Patients with hairy cell leukemia (HCL) had a complete response rate of 100% and 96% had undetectable minimal residual disease (MRD) at median 16.7 months of follow-up after receiving vemurafenib and obinutuzumab combination therapy, according to recent research from the 63rd ASH Annual Meeting and Exposition.
The combination of vemurafenib and obinutuzumab “is a promising chemotherapy-free targeted therapeutic approach for HCL,” Jae H. Park, MD, of the Leukemia Service, Department of Medicine at Memorial Sloan Kettering Cancer Center in New York, and colleagues wrote in their study abstract.

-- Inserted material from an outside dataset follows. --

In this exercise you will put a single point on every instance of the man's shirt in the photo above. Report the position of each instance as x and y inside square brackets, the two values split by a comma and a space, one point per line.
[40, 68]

In a phase 2 trial, investigators from Memorial Sloan Kettering Cancer Center enrolled 30 patients (median 54 years old; 90% male) with treatment-naïve HCL with an absolute neutrophil count < 1,000/μl, hemoglobin < 10.0g/dL, or a platelet count of < 100,000/μl between March 2018 and February 2021. After a lead-in cycle of vemurafenib (960 mg twice per day for 28 days) patients received between 2 months and 4 months of treatment with intravenous obinutuzumab (1,000mg days 1, 8, and 15 on month 2, day 1 on months 3-4) and vemurafenib. The investigators measured with bone marrow biopsy and performed CT scans at 4 months. Complete response (CR) was the primary outcome, with secondary outcomes of safety, undetectable MRD, and BRAF allele burden. At baseline, 16 of 28 patients who received a CT scan had splenomegaly, and 3 patients discontinued treatment during the study due to verrucous hyperplasia, pneumonia, and rash.
Overall, 27 patients completed treatment and were available for analysis. At 4 months, CR was 96%, with 1 patient (4%) demonstrating a partial response; CR was achieved by all patients at 10 months without further treatment, the investigators said.
Park and colleagues evaluated MRD in 26 of 27 patients who achieved CR, and found undetectable MRD in 96% of patients. Prior to receiving obinutuzumab, treatment with vemurafenib alone at 1 month led to recovery of absolute neutrophil count to > 1,000/μl in 74% of patients, hemoglobin to > 10.0g/dL in 93% of patients, and a platelet count to 100,000/μl in 89% of patients. CD4 counts at 5 months through 8 months and at 12 months were > 200 cells/μl.
When receiving vemurafenib, patients experienced rash (61%), arthralgia (46%), fatigue (29%), alopecia (25%), and pruritis (21%). Grade 1 fever was experienced by 14% of patients overall. Regarding infusion reactions, there were 2 patients who experienced grade 2 reactions during the first infusion but completed their intended doses without further reactions, 5 patients who experienced a dose reduction for vemurafenib, and 12 patients who had their dose of vemurafenib interrupted because of a rash, arthralgia, or other adverse event.
“While we have not observed any relapse to date, a longer follow-up is needed to assess durability of remission compared to purine nucleoside-treated cohorts,” the researchers concluded.